Environmental News from Asia:
- Two more palm oil companies in Indonesia that sued a local official for revoking their permits have had their lawsuits rejected.
- They join a growing list of palm oil firms being held to account for legal and administrative violations that were uncovered in a May 2021 audit of oil palm concessions across West Papua province.
- Four other lawsuits filed on similar grounds by other companies have also been thrown out since December 2021.
- Activists have welcomed the verdict, saying it’s an opportunity for the government to give the concessions back to the Indigenous communities who live on the land.
JAKARTA — A court in Indonesia has dismissed lawsuits filed by two palm oil companies against a district head who revoked their permits over various violations. The May 23 rulings mark the latest in a string of legal defeats for palm oil companies who lost their licenses to operate in Indonesia’s West Papua province.

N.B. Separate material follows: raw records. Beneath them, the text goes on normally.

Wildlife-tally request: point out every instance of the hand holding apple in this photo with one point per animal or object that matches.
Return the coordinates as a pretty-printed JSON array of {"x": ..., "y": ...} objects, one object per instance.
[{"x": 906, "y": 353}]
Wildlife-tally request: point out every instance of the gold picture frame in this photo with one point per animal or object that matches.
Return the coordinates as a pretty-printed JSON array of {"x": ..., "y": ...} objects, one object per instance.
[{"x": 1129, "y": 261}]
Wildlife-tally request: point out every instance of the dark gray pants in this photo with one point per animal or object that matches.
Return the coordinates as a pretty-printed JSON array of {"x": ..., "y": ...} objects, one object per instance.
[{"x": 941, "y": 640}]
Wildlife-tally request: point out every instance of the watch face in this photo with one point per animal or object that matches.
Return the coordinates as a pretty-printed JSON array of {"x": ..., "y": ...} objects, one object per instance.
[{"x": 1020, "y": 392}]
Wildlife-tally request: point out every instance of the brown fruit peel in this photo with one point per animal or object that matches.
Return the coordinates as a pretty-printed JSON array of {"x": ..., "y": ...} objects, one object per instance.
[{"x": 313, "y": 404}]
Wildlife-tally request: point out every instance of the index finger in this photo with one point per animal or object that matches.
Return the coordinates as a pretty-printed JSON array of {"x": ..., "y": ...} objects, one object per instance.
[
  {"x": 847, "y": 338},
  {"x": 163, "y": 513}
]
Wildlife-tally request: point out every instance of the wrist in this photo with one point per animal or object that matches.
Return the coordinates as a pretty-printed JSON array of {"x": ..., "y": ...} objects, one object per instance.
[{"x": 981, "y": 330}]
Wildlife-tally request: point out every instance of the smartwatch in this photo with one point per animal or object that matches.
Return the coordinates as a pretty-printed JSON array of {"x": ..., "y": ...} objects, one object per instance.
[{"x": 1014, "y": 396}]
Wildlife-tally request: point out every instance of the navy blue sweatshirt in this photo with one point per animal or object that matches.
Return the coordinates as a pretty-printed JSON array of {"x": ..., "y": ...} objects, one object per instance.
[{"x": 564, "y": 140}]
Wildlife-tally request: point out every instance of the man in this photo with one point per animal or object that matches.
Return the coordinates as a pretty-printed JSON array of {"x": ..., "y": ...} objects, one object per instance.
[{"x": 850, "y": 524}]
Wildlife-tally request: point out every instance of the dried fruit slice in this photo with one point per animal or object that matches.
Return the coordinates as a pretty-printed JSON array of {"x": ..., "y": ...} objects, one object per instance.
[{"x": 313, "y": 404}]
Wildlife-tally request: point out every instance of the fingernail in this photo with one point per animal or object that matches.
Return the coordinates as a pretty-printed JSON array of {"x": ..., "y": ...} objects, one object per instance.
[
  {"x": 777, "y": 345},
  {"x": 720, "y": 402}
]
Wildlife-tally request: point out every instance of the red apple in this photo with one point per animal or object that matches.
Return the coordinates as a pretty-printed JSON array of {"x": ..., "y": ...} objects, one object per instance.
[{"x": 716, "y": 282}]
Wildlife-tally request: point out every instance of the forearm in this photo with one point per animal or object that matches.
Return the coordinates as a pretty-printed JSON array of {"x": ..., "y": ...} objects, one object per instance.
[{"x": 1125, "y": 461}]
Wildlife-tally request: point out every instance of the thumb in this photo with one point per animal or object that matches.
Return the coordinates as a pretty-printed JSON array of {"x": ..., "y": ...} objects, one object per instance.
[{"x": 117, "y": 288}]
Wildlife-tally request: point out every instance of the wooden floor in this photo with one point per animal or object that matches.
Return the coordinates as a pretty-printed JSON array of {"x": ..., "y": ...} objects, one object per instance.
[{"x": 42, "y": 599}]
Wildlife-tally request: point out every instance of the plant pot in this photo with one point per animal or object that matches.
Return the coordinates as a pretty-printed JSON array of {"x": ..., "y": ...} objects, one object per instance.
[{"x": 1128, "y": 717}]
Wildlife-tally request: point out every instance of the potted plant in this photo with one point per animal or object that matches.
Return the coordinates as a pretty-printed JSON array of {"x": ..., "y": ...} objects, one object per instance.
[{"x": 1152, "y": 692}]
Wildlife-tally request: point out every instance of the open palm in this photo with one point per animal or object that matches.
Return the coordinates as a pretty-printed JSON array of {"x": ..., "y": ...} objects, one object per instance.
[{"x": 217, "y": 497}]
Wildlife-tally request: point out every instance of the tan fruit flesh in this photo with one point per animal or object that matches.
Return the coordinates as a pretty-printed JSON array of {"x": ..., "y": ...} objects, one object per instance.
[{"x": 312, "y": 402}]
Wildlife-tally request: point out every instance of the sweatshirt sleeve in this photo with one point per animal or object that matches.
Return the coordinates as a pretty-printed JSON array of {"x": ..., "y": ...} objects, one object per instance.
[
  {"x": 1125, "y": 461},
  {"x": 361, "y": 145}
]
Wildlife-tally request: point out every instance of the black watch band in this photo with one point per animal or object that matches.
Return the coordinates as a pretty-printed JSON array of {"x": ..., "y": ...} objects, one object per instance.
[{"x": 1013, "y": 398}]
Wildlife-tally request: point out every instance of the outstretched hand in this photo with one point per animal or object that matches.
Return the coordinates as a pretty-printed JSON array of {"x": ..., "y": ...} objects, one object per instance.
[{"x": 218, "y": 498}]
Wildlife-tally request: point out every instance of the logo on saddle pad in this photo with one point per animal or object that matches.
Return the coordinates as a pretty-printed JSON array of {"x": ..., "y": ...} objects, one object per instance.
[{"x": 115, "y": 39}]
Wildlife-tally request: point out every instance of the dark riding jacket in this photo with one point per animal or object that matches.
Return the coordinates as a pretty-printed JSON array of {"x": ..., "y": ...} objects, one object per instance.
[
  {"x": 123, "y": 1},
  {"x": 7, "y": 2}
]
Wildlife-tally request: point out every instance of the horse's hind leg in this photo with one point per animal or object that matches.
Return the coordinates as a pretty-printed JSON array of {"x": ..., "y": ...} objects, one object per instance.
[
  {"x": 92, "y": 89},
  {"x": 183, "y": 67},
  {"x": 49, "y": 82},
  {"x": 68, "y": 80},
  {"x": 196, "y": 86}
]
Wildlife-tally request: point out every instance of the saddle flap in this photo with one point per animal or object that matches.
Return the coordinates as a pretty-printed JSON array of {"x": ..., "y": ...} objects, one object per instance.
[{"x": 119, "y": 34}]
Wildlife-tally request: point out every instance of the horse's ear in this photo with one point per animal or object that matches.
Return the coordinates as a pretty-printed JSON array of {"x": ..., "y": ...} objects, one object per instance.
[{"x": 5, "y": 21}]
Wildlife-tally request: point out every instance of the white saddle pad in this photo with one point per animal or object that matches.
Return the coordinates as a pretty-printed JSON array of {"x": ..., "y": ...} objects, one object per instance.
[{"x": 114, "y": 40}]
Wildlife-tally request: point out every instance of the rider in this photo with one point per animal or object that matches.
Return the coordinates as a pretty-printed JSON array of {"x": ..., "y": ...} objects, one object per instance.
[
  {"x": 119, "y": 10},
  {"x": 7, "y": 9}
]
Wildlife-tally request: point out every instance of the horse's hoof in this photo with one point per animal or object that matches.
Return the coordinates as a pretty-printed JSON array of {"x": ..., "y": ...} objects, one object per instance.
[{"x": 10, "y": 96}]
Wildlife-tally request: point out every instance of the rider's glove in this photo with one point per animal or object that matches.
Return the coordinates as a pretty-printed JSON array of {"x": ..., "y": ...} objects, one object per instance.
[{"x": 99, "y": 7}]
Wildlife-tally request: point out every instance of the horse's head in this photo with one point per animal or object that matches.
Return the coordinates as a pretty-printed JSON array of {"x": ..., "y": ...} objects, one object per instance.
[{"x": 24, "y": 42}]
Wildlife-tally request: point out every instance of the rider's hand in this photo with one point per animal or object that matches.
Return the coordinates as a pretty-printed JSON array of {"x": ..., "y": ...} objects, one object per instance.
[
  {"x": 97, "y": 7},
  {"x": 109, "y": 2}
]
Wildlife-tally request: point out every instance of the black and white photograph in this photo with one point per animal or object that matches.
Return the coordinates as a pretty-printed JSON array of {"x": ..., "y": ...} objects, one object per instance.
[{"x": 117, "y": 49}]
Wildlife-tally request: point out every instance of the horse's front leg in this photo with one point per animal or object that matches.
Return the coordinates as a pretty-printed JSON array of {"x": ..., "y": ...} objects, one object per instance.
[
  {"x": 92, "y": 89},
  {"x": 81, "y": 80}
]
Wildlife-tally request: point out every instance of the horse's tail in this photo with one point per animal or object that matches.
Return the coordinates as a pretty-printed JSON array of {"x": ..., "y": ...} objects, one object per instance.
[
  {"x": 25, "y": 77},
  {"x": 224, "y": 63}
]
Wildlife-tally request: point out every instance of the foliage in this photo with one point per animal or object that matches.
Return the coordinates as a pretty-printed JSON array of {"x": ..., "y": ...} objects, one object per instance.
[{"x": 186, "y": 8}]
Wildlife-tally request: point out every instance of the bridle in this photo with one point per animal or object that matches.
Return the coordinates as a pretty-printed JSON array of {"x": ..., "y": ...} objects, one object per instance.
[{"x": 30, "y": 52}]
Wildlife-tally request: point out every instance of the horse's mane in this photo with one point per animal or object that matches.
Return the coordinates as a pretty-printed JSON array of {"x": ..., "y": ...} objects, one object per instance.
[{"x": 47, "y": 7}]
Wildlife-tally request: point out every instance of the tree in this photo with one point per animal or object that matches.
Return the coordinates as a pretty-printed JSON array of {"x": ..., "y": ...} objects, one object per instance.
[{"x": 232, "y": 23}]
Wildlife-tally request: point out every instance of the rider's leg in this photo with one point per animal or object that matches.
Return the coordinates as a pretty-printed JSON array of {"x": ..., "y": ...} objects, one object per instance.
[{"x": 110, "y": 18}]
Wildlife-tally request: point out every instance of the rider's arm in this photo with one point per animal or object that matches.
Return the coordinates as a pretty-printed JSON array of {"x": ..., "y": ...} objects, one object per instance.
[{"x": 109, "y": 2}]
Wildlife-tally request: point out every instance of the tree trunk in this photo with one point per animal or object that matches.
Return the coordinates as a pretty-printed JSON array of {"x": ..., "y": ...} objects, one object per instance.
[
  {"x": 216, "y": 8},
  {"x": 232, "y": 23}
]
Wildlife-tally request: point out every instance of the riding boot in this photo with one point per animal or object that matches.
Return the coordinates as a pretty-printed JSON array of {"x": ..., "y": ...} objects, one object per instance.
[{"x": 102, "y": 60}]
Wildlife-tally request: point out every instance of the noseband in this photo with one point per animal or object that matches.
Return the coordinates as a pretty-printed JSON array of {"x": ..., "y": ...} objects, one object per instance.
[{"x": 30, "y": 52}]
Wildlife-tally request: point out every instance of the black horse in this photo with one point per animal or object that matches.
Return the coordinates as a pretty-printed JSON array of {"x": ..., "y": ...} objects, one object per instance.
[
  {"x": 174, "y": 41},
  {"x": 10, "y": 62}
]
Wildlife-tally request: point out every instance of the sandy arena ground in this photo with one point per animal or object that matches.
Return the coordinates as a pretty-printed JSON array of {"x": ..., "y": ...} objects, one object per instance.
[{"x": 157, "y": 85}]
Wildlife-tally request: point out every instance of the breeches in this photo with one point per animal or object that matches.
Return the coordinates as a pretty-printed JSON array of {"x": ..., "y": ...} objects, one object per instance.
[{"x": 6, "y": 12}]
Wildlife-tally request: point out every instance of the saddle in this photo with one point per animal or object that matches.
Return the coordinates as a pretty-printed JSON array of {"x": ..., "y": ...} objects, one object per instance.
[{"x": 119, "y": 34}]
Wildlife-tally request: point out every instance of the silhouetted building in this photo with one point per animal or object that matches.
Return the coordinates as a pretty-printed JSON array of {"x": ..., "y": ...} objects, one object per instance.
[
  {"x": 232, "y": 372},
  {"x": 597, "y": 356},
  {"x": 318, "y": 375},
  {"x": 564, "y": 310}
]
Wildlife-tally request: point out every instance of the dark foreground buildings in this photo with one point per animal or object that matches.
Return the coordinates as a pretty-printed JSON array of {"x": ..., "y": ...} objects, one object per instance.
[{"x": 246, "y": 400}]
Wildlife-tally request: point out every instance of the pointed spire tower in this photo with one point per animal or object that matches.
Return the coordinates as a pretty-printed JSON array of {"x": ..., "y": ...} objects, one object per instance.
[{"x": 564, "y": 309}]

PT Anugerah Sakti Internusa (ASI) and PT Persada Utama Agromulia (PUA) had filed separate lawsuits on Dec. 29, 2021, against Samsuddin Anggiluli, the head of South Sorong district in West Papua province. But the judges hearing the cases in the Jayapura State Administrative Court ruled that the revocations ordered by Samsuddin, on the basis of various legal and administrative violations by the companies, was justified.
“This ruling highly upholds the sense of justice, especially for the preservation of the environment in Papua,” Pieter Ell, a lawyer representing Samsuddin, told local media.
The lawyer representing both companies, Iwan Niode, said that the judges’ argument that the lawsuits were submitted after the deadline had passed was not valid.